Но знаешь, отец, мне все-таки хочется считать палочки.
Клив застонал, как от зубной боли, и подбросил Кири в воздух.
— Никаких палочек, моя крошка! И ешь, поняла?
Йорк, столица Данло, королевский дворец
Неделю спустя
Чесса грызла яблоко. Оно было в меру кислое и твердое — как
p`g такие ей и нравились. Рагнор сидел на стуле и пытался извлечь
мелодию из небольшой арфы. Играя, он старательно пел любовную
поэму, которой его научил Барик, придворный скальд. Стихи поэмы
рифмовались, но Рагнору никак не удавалось совместить рифмы и
мелодию.
Чесса взяла ещё одно яблоко и откусила кусок. Сегодня она
весь день ничего не ела, потому что и за завтраком, и за обедом ей
пришлось сидеть за одним столом с королем. Он внушал ей
одновременно страх и омерзение, и сочетание этих двух ощущений
начисто лишило её аппетита. Король сказал, что сам ляжет с нею,
если Рагнор не сумеет хорошо её потешить, и что уж он-то
непременно заставит её кричать от наслаждения. Потом он добавил,
что, если она в достаточной мере понравится ему в постели, он
позволит ей пережевывать его кушанья.
Когда Чесса думала об этом, её передергивало. Наконец Рагнор
допел свою поэму до конца.
— Тебе понравилось?
— О да, я обожаю музыку. Право, Рагнор, твой пыл тронул меня.
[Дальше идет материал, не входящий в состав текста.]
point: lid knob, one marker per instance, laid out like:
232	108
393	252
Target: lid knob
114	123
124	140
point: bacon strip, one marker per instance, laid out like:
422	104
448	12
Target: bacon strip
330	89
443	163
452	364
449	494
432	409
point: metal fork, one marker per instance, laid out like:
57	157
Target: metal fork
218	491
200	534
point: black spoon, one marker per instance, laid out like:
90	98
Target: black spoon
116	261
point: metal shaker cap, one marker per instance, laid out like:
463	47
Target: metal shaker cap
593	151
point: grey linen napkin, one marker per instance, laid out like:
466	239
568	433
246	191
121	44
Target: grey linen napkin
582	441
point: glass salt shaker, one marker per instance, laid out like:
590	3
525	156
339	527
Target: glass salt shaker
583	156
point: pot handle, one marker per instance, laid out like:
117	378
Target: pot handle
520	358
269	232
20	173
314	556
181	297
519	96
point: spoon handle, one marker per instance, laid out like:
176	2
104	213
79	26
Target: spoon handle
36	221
Знаешь, я попросила Барика научить меня нескольким колыбельным,
чтобы я могла петь их ребенку Клива, когда он появится на свет.
Рагнор замахнулся на неё арфой, выругался и, швырнув арфу на
пол, принялся её топтать. При каждом ударе его ноги по хрупкому
инструменту Чесса довольно улыбалась.
— Чтоб тебя разорвало! — орал Рагнор. — Сейчас же замолчи,
замолчи! Ты не родишь его ребенка, Чесса. Я это запрещаю!
Проклятый Клив, я должен был сообразить, что он непременно
соблазнит тебя. Паршивый ублюдок! Соблазнит просто для того, чтобы
стать мне поперек дороги. Он врал, будто хочет, чтобы ты вышла за
Вильгельма Нормандского. На самом деле он хотел заполучить тебя
сам.
— Он был очень рад, когда узнал, что я вовсе не беременна от
тебя, — сказала Чесса, откусывая яблоко ещё раз. — Ему
понравилось, что я была девственницей. Когда он понял, что он у
меня первый мужчина, то совершенно потерял голову и уже не мог
остановиться. Это было прекрасно, во всяком случае для него.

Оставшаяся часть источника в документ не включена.